Investors In Decade-Stalled Sail Club Project In WPB Ready To Tear Down, Start Over

The hollowed, graffiti-sprayed shells of a low-income complex that never quite got torn down are all that remain of the Sail Club project.
They squat behind weeds and “No Trespassing” signs on 11 acres just across Clear Lake from downtown West Palm Beach, a site that once held the promise of hundreds of sparkling condos.
An eyesore for a decade to Okeechobee Boulevard motorists, the crumbling, pale yellow buildings represent a prolonged disaster for 206 mainly elderly investors who pitched in $25,000, $50,000 or $100,000 worth of life savings to a real estate syndicator who loaned $16 million to the condo developer in 2005 — just months before the biggest real estate collapse in modern history.
But now, after a 10-year battle in bankruptcy court, the investors last month regained control of the site and are ready to start over, says Donna Cangelosi, trustee for the new ownership group, WPB Clearlake SPE LLC. Cangelosi, who was one of the investors and has reluctantly assumed the mantle of turnaround manager, has joined with commercial real estate firm Sperry Van Ness, of Miami, to find a new buyer or joint venture partner to build apartment towers or condos on the   site at 719 Executive Center Drive.
Matthew Rotolante, managing partner at Sperry Van Ness, ballparks the property’s value at $12 million to $14 million, but says the price it fetches will depend on the eventual developer’s ambitions.

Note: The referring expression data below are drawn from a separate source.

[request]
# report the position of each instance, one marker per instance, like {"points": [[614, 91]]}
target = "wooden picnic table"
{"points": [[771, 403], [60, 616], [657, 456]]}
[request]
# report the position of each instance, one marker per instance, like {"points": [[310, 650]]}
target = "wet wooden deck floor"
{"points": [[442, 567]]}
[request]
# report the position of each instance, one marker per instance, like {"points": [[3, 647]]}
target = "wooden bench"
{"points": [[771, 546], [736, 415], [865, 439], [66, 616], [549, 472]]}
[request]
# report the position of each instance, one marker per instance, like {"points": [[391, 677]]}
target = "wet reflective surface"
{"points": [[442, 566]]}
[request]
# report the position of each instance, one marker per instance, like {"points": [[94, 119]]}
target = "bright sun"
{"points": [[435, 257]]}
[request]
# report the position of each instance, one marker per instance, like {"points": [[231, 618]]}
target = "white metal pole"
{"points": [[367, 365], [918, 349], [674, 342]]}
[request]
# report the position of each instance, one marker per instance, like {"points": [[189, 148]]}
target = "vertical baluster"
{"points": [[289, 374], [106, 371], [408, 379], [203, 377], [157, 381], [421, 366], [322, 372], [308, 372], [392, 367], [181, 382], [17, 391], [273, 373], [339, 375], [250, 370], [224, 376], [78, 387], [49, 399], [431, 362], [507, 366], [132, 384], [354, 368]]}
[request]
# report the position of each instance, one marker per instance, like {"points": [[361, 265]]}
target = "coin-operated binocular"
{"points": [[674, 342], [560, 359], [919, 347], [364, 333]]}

Current zoning would allow 32 units an acre, or just under 400 apartments. The site originally won approval for four 12-story towers with a total of 596 condos, but those approvals have long since expired, and any effort to revive that plan and seek waivers would require public hearings and a longer process than just going with current rules.
Rotolante expects that WPB Clearlake will pick a buyer in four to six months and that rental apartments will be built, which could later be converted to condos.

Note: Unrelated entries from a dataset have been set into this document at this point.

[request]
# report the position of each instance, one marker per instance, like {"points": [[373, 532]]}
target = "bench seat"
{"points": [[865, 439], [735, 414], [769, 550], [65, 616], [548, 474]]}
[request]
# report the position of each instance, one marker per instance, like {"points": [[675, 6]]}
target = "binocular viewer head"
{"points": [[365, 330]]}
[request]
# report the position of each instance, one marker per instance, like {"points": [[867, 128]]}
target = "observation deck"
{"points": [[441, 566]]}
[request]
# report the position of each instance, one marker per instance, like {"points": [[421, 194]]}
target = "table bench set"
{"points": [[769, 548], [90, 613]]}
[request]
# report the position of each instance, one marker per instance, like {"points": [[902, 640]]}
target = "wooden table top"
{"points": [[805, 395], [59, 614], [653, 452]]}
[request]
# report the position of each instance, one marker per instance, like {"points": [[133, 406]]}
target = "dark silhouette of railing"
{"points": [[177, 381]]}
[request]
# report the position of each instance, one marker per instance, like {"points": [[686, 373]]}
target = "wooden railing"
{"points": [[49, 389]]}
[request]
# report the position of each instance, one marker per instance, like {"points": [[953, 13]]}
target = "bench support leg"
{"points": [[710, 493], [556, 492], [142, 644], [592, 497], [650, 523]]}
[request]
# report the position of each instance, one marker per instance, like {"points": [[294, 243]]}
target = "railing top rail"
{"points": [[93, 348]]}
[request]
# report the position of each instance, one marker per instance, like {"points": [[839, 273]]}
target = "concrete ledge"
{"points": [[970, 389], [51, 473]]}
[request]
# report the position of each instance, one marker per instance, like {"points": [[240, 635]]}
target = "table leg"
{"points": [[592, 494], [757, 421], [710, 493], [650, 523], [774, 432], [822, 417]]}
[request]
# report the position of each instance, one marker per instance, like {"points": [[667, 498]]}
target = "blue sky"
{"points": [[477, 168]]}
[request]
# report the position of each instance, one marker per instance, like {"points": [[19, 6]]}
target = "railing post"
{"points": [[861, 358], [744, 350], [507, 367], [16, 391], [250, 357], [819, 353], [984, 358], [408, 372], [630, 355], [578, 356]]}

He and Cangelosi have met with City Administrator Jeff Green and say they’re negotiating a deal to have the city tear down the dilapidated buildings in the meantime.

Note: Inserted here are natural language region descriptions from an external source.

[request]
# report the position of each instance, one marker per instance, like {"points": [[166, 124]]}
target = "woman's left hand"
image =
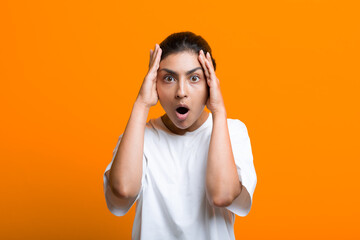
{"points": [[215, 102]]}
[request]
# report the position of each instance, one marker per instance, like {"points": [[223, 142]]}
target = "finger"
{"points": [[202, 61], [151, 53], [210, 67], [154, 55], [210, 60], [157, 58]]}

The mayor’s office says it’s looking forward to seeing the buildings gone. The ownership group or future buyer would reimburse the city, Rotolante said.
According to Daniel Hayes, fiduciary for original developer Homes for America Holdings, the condo project hit the market just before the economy collapsed in the Great Recession, taking the wind out of the developer’s sales.
They pre-sold 110 condos, but that number was insufficient to qualify for a construction loan, Hayes said, so deposits were returned to the buyers   .
The demolition of the original low-income apartments ground to a halt.
The syndicator to whom the developer owed roughly $16 million, USA Commercial Mortgage Co., filed for Chapter 11 bankruptcy in 2006, following a Securities and Exchange Commission investigation of how the lender and its affiliates financed construction projects. The bankruptcy filing left the investors with no West Palm Beach project and a protracted court battle to gain control of the property.
With that done, Cangelosi said the good news is that “The market is getting better, the credit markets are easing up.”
As she and Rotolante note, several projects are sprouting downtown and the Sail Club site is just down the street from the busy new Palm Beach Outlets mall, where more construction is planned.
The city has shown interest in eventually having a boardwalk or trail around the lake that would make it easier for bicyclists or pedestrians to travel between the property and the downtown area.
Prospective buyers have been inquiring about the Sail Club property for some time, Cangelosi says. “Interest is continuing to climb.”